In order to achieve the aforementioned objectives, the present invention provides an automotive modular radar device to be installed on a vehicle. The automotive modular radar device comprises a bracket module and a radar module; the bracket module comprises a bracket and the bracket comprises a connected plate and a fixed plate; wherein the connected plate is to be fixed to the vehicle; the fixed plate has a bottom edge and one side, an angle is formed between the bottom edge and the side edge of the fixed plate, and the angle is greater than 0 degrees and less than 90 degrees, and the bottom edge of the fixed plate is disposed on the connected plate; the radar module comprises a radar, and the radar comprises a casing, a circuit board, an antenna module, and a processing unit; wherein one side of the casing is fixed to the side of the fixed plate, the circuit board is disposed inside the casing, the antenna module is disposed on the circuit board, the processing unit is disposed on the circuit board and is electrically connected to the antenna module; the casing covers the circuit board, the antenna module, and the processing unit to isolate and exclude external moisture and dust.

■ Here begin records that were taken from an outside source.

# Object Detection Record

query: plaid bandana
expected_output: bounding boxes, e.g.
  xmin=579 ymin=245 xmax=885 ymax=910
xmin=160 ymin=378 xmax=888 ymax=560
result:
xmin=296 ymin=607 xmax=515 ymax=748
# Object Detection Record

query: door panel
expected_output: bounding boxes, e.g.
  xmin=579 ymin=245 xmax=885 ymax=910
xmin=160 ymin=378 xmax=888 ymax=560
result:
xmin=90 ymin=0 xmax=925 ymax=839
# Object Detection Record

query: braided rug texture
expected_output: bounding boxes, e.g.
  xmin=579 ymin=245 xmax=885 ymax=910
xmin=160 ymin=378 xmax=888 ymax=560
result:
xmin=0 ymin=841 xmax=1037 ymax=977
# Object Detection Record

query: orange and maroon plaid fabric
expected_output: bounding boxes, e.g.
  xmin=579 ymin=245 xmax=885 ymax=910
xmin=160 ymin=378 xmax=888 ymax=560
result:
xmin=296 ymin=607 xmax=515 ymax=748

In some embodiments, the bracket comprises a fastener, the connected plate is plate-shaped and has a first lock hole, the fastener passes through the first lock hole and fixes the connected plate to a vehicle.

In some embodiments, the bracket comprises a fastener, the fixed plate is plate-shaped and the side of the fixed plate has a second lock hole, and one side of the casing has a third lock hole, the fastener passes through the second lock hole and the third lock hole, so that one side of the casing is fixed to the side of the fixed plate.

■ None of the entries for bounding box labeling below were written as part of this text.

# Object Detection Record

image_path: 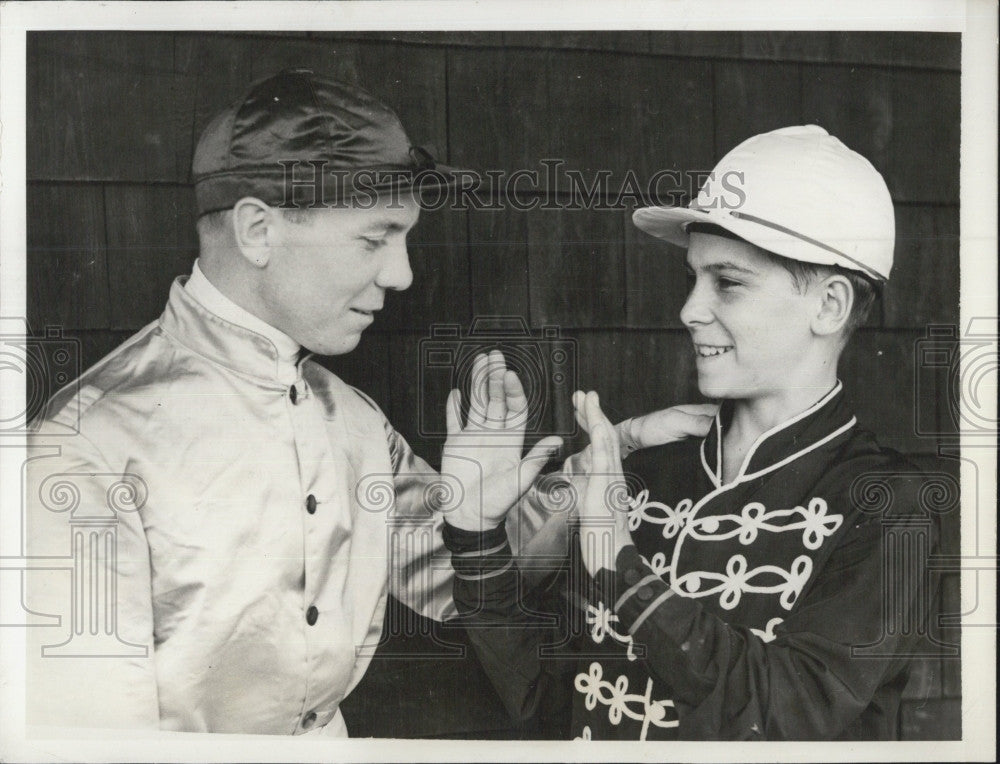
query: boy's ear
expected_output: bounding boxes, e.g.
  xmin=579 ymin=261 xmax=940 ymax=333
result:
xmin=233 ymin=196 xmax=275 ymax=268
xmin=812 ymin=274 xmax=854 ymax=336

In some embodiments, the casing comprises an upper casing, a lower casing, and a waterproof gasket; the lower casing is combined with the upper casing, the waterproof gasket is disposed in the upper casing, the lower casing, or between the upper casing and the lower casing, and surrounding the outside of the circuit board.

In some embodiments, the lower casing or the upper casing comprises a waterproof and breathable device, and the waterproof and breathable device is used to prevent moisture from entering between the upper casing and the lower casing from the outside.

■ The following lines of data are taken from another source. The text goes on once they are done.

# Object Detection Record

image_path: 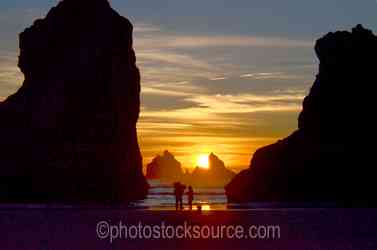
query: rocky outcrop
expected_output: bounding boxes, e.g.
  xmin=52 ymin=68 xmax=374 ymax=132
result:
xmin=146 ymin=151 xmax=235 ymax=187
xmin=0 ymin=0 xmax=148 ymax=203
xmin=186 ymin=153 xmax=236 ymax=187
xmin=226 ymin=25 xmax=377 ymax=206
xmin=146 ymin=151 xmax=183 ymax=182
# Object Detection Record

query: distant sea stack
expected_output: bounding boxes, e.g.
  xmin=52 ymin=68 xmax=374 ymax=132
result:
xmin=0 ymin=0 xmax=148 ymax=203
xmin=146 ymin=150 xmax=183 ymax=182
xmin=146 ymin=151 xmax=235 ymax=187
xmin=188 ymin=153 xmax=236 ymax=187
xmin=226 ymin=25 xmax=377 ymax=206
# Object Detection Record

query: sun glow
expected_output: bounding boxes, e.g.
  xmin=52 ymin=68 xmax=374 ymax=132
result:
xmin=197 ymin=154 xmax=209 ymax=169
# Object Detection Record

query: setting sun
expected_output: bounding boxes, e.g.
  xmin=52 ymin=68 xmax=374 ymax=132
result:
xmin=197 ymin=155 xmax=209 ymax=169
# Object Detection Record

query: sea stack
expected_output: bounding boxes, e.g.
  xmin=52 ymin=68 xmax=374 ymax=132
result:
xmin=226 ymin=25 xmax=377 ymax=206
xmin=0 ymin=0 xmax=148 ymax=203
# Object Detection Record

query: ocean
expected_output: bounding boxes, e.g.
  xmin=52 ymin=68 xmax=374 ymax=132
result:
xmin=133 ymin=180 xmax=228 ymax=210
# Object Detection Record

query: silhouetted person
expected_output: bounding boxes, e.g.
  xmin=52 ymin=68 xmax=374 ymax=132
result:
xmin=187 ymin=186 xmax=194 ymax=210
xmin=174 ymin=182 xmax=186 ymax=210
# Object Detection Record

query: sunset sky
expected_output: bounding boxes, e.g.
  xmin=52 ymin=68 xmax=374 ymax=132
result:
xmin=0 ymin=0 xmax=377 ymax=171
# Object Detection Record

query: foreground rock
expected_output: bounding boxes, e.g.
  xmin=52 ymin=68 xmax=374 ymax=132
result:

In some embodiments, the lower casing comprises a signal connection part, and the signal connection part comprises a waterproof gasket.

In some embodiments, the bracket module comprises a first bracket, the first bracket comprises two connected plates, two fixed plates, and a bottom plate; the bottom edges of the fixed plates are respectively disposed on inner sides of the connected plates, each fixed board has a first side and a second side, and a first angle is formed between the bottom edge and the second side of each fixed board, and the first angle is greater than 0 degrees and less than 90 degrees, a first side and a second side of the bottom plate are respectively disposed on inner sides of the first sides of the fixed plates, the radar module comprises a first radar, and a first side and a second side of the casing of the first radar are respectively fixed to the inner sides of the second sides of the fixed plates.

In some embodiments, the bracket module comprises a first bracket, the first bracket comprises a connected plate and two fixed plates; the inner sides of the bottom edges of the fixed plates are respectively disposed on a first side and a second side of the connected plate, each fixed plate has a first side and a second side, and a first angle is formed between the bottom edge and the first side of each fixed plate, and the first angle is greater than 0 degrees and less than 90 degrees; a second angle is formed between the bottom edge and the second side of each fixed plate, and the second angle is greater than 0 degrees and less than 90 degrees; the radar module comprises a first radar and a second radar, a first side and a second side of the casing of the first radar are respectively fixed to the inner sides of the first sides of the fixed plates; a first side and a second side of the casing of the second radar are respectively fixed to the inner sides of the second sides of the fixed plates.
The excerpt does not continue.